The prevalent mobile-first culture in Kenya has also led to the rapid development of income-generating applications. However, this focus on speed-to-market often comes at the expense of robust cybersecurity measures

“As banking applications and APIs continue to grow and evolve, so does the attack surface for cybercriminals. The automated detecting and preventing attacks on web applications and APIs is critical for protection,” Onyango says.

With the rise of remote work, securing all devices and connections is more crucial than ever. The protection of SD-WAN connectivity for branches is essential in mitigating risks associated with connecting directly to the cloud. IoT devices are a growing target for cyberattacks, and banks must be equipped to protect their networks too.

Proactive Measures and Strategies:

  1. Enhanced Email Security: Given that 97% of malicious files are delivered via email, robust email security solutions are critical.
  2. Advanced Threat Detection: Implementing AI-driven threat detection systems to identify and mitigate potential threats proactively.
  3. Security Awareness Programs: Regular training for employees to recognise and respond to cyber threats effectively.
  4. Collaboration and Cyber Academies: Partnerships with universities and the launch of cyber academies, such as the Check Point SecureAcademy, are essential in creating a pipeline of skilled cybersecurity professionals.

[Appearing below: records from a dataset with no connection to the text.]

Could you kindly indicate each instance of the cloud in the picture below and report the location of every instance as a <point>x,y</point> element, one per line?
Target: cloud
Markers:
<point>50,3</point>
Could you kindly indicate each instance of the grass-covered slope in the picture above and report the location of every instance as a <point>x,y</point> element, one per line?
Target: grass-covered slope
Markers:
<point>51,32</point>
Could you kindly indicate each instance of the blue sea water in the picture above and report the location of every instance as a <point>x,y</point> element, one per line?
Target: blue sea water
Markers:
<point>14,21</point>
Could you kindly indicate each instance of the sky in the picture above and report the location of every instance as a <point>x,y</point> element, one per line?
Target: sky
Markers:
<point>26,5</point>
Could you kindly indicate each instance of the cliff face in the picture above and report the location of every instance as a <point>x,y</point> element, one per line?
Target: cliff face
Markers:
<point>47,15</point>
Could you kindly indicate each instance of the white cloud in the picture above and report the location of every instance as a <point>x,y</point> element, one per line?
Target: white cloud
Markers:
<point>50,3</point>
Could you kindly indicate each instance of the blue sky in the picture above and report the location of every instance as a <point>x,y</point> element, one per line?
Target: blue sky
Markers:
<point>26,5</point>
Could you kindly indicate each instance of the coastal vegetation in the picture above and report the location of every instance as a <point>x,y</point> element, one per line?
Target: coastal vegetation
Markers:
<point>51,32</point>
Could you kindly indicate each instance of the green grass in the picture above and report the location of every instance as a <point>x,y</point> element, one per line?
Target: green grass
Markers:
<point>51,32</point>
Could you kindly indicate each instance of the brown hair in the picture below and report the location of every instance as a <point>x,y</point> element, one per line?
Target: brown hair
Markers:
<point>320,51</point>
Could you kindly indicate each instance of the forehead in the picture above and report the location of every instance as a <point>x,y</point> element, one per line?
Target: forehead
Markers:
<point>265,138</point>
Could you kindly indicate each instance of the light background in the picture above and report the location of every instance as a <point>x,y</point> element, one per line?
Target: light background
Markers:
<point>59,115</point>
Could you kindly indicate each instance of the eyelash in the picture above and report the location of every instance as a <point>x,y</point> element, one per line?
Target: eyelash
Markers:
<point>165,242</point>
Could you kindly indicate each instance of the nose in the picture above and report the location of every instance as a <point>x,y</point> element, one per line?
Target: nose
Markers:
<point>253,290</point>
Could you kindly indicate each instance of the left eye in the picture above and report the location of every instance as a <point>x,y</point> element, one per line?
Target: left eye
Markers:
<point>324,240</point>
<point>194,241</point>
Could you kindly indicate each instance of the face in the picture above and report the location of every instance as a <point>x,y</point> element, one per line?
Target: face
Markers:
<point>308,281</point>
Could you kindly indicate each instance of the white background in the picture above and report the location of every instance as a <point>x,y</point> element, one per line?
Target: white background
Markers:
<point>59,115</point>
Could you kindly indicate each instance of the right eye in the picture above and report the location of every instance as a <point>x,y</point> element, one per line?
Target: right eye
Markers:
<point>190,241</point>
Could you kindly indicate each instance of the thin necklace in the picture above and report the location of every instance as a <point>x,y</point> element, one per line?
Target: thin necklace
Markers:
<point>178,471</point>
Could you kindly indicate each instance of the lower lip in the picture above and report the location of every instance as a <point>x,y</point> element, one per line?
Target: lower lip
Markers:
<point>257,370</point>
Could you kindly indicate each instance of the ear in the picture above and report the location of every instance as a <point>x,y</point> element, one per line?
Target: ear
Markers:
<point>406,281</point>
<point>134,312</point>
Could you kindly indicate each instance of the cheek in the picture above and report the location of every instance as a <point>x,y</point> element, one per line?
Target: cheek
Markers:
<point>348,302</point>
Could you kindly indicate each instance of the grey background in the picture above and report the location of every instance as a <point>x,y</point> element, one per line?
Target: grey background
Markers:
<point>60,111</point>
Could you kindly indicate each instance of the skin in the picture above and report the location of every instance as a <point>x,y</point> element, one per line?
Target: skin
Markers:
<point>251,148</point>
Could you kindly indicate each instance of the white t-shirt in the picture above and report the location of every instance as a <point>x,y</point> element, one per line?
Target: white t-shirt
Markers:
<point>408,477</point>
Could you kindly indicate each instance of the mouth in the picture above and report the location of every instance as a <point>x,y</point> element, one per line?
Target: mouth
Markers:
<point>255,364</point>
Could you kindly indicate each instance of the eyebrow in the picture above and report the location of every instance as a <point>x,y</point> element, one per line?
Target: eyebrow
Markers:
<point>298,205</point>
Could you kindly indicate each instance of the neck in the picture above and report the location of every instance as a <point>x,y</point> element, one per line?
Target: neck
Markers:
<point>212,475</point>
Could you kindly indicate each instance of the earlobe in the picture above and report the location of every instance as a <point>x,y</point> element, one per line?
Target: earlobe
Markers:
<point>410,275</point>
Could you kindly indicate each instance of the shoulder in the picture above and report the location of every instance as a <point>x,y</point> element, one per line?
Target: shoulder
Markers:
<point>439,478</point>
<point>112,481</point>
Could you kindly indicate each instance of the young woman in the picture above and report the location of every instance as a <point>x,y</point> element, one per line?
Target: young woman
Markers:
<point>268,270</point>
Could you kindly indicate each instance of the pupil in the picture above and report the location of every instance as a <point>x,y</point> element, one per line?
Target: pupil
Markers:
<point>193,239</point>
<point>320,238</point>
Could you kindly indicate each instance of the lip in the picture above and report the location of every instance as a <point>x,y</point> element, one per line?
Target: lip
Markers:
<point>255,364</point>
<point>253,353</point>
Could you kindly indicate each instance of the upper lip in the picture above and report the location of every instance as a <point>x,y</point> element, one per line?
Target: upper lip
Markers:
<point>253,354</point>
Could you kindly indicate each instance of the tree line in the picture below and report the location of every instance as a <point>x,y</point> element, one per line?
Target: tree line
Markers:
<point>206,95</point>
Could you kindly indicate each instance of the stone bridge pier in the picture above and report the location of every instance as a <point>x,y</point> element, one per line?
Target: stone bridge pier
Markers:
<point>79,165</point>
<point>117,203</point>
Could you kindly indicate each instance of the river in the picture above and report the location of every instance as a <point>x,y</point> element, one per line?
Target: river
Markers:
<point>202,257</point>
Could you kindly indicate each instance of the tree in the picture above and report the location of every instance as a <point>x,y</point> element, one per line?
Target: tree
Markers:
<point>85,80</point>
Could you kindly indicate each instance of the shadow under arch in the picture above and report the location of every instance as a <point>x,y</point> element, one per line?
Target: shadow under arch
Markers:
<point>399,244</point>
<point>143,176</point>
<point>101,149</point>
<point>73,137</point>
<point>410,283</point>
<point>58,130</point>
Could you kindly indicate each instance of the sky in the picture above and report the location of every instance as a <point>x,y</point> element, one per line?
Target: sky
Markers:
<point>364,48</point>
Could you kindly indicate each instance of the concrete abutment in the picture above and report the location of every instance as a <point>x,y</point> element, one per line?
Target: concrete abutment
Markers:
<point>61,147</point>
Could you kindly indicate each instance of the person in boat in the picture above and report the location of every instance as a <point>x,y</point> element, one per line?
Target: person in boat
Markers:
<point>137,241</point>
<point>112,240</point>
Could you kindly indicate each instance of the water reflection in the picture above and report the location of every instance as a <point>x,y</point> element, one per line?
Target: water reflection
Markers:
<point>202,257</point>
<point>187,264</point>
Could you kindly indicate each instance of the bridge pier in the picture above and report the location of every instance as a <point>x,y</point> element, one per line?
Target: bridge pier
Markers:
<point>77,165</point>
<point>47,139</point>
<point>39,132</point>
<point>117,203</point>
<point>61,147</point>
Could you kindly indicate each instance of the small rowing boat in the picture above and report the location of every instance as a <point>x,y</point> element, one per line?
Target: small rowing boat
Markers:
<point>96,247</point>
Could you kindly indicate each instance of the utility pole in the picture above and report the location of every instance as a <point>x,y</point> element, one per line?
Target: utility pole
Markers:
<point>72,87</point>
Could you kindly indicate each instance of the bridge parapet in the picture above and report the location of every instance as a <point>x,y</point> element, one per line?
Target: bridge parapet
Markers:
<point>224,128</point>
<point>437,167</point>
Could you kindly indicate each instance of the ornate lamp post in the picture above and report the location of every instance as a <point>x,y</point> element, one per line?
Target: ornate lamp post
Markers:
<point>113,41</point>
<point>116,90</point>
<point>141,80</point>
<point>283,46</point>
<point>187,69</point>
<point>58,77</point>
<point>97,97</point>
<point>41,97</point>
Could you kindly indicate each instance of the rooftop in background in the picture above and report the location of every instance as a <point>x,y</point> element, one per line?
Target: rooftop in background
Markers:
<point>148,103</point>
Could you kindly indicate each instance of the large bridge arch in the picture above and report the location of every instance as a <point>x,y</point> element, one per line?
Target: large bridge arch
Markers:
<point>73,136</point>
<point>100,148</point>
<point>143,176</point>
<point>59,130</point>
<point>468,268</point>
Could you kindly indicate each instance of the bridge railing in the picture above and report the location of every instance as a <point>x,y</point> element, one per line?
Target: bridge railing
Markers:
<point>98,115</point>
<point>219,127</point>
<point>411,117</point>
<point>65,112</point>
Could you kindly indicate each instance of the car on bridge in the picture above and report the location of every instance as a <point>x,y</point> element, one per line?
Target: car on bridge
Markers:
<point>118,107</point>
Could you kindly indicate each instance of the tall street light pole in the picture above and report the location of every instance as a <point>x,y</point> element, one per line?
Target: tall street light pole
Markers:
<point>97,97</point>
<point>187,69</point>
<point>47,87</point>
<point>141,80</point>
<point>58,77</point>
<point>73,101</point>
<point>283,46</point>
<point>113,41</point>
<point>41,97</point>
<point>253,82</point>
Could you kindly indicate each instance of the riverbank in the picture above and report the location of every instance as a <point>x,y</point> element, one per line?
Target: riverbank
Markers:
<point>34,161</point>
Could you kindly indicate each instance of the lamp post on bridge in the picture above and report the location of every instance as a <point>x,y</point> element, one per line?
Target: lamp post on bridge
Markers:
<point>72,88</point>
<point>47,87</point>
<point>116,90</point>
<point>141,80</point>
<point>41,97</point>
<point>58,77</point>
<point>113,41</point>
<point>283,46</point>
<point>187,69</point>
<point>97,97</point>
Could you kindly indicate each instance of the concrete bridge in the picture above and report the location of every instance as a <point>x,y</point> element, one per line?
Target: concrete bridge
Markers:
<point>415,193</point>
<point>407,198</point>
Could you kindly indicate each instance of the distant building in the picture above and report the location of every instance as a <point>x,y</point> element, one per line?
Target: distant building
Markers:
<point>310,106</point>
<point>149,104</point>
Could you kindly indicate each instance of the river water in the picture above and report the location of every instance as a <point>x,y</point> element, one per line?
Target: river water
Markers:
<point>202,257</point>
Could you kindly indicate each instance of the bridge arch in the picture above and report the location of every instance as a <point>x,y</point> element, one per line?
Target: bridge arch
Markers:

Onyango concludes, “As Kenya and the broader African region continue to develop their digital infrastructure, the cybersecurity challenges posed by groups like Anonymous Sudan cannot be ignored.

“By investing in advanced security technologies, fostering a culture of security awareness, and adhering to regulatory compliance, organisations can better safeguard their data and maintain operational resilience amidst the evolving threat landscape,” he concludes.